Introduction

Amazon API Gateway is a powerful service that allows developers to create and manage APIs at scale. However, one major limitation is the 10MB payload size limit for requests. This can be a problem when users need to upload large files.

This article explains the best way to bypass the API Gateway payload limit using pre-signed S3 URLs, ensuring efficient and scalable file uploads.

Understanding the Problem

Poor Architecture: Direct Upload via API Gateway

A common but inefficient approach is to send file uploads directly through API Gateway before storing them in an S3 bucket.

How It Works:

1. The mobile client sends a file upload request to API Gateway.

2. API Gateway attempts to process and forward the file to an S3 bucket.

3. If the file is greater than 10MB, the request fails due to API Gateway’s payload limit.

Problems with This Approach:

❌ Payload Limit – Files larger than 10MB are rejected.
❌ High Costs – API Gateway charges based on request size, making this approach costly for large uploads.
❌ Increased Latency – API Gateway acts as a middle layer, slowing down the process.

Better Architecture: Using Pre-Signed S3 URLs

A more efficient method is to use pre-signed S3 URLs, which allow clients to upload files directly to S3, bypassing API Gateway’s size limits.

How This Works:

1. The mobile client sends a request to API Gateway.

2. API Gateway invokes a Lambda function.

3. Lambda generates a pre-signed S3 URL.

4. Lambda returns the pre-signed URL to API Gateway.

5. API Gateway forwards the URL to the mobile client.

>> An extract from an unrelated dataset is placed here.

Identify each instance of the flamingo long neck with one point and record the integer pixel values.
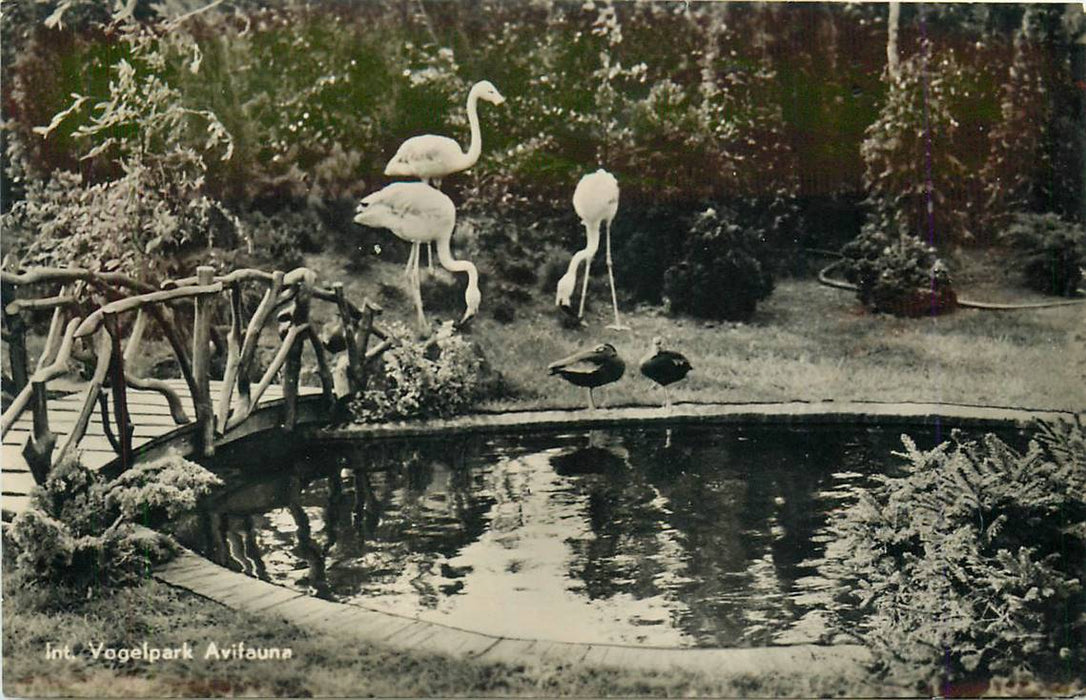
(451, 264)
(475, 149)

6. The mobile client uploads the file directly to S3 using the pre-signed URL.

Why This Works Better

✔ Bypasses API Gateway Payload Limit – The file is uploaded directly to S3, avoiding the 10MB restriction.
✔ Reduces Costs – API Gateway and Lambda handle only small requests (to generate the URL), reducing data transfer costs.
✔ Improves Performance – Direct uploads to S3 are faster and more efficient.
✔ Highly Scalable – This approach can handle large file uploads seamlessly.

Implementation Example

Step 1: Create a Lambda Function to Generate a Pre-Signed URL

The following Python code (using Boto3) generates a pre-signed URL for an S3 bucket:

import boto3
import json
import os

def lambda_handler(event, context):
    s3 = boto3.client('s3')
    bucket_name = os.environ['BUCKET_NAME']
    file_name = event['queryStringParameters']['file_name']

    pre_signed_url = s3.generate_presigned_url(
        'put_object',
        Params={'Bucket': bucket_name, 'Key': file_name},
        ExpiresIn=3600  # URL valid for 1 hour
    )

    return {
        'statusCode': 200,
        'body': json.dumps({'upload_url': pre_signed_url})
    }

Step 2: Deploy API Gateway to Invoke Lambda

1. Create an API Gateway HTTP endpoint.

2. Configure an integration request to invoke the Lambda function.

3. Deploy the API Gateway.

Step 3: Upload File Using the Pre-Signed URL

Once the mobile client receives the pre-signed URL, it can upload the file directly to S3:

curl -X PUT -T "file.txt" "<pre-signed-URL>"

Conclusion

The traditional approach of uploading files via API Gateway is inefficient and impractical due to the 10MB payload limit. Using pre-signed S3 URLs offers a scalable, cost-effective, and high-performance solution for handling file uploads.

By following this approach, you can improve user experience, reduce costs, and ensure a smooth file upload process for your applications.